За музыку сосен Савойских,
Полей Елисейских бензин,
За розу в кабине ролс–ройса,
За масло парижских картин...12
Ему претило любование парижской старомодностью, особняками в парке Монсо, газовыми фонарями, бросавшими мертвенно–зеленоватый свет на листву платанов, железными ставнями. Он презирал консерватизм буржуа, их удобный, устойчивый быт, он ходил по буржуазным кварталам Парижа бездомный и непримиримый, потому что его домом были не тихие улицы, а полные жизни площади,– площадь Согласия, на которой в годы террора, в 1793 году, стояла гильотина, площадь Бастилии, где некогда на развалинах королевского замка–тюрьмы санкюлоты написали "здесь танцуют". Не гробница Наполеона, а стена коммунаров на кладбище Пэр–Лашэз привлекали его. И не Версальский дворец, а башня Эйфеля. Он звал ее в Москву, мечтал о домах–великанах, воображая Москву будущего:
Помните,
дом Нирензее
стоял,
над лачугами крышищу взвеивая?
Так вот:
теперь
под гигантами
грибочком
эта самая крыша Нирензеевая 13.
Так он писал в 1922 году, мечтая о будущем.
Но в его высоком патриотизме не было ни грамма лицемерия, ханжеского отрицания всего, что создано западной культурой. Он понимал и умел ценить все, "что у нашей земли хорошо и что хорошо на Западе" 14.
Он понимал, любил народ Парижа, парижских рабочих, внуков и правнуков тех блузников, которые защищали Париж от версальских палачей, он любил и ценил красоту женщин этого города с их грацией, изяществом и ласковой прелестью. Но одно из лучших стихотворений парижского цикла ("Парижанка") он посвятил женщине, обслуживающей уборные в ресторане "Гранд Шомье":
Простите, пожалуйста,
за стих раскрежещенный
и
за описанные
вонючие лужи,
но очень
трудно
в Париже
женщине,
если
женщина
не продается,
а служит.
Он жил в ту пору в Париже и писал здесь "Баню".
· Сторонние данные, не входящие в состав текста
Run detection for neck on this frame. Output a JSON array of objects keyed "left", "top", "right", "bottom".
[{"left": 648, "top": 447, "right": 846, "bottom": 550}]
Я вошел в номер гостиницы "Истриа". Это была темноватая комната, она казалась еще темнее от вишнево–красных обоев и коричневой мебели. Открытый чемодан стоял на двух стульях. Свежевыстиранное белье лежало горкой на постели. Башмаки из магазина Вестон стояли на видном месте – посередине комнаты. Носки башмаков были подбиты стальными пластинками. Это была прочная, удобная обувь, работы мастеров Вестон на бульваре Мальзерб в Париже.
– Вечная вещь! – Он указал мне на эти башмаки.– Обратите внимание – вечная вещь! – И с уважением постучал по стальным пластинкам. Он любил хорошо сделанные, прочные вещи.
Всюду в номере лежали газеты, на столе книги и блокноты. Это было место для ночлега и работы, а не то, что называется жильем. И точно таким же местом для работы была комната на Лубянском проезде в Москве, комната с жестким диваном и простым письменным столом. Он жил как пролетарий и не заводил декоративной библиотеки, мебели красного дерева и карельской березы.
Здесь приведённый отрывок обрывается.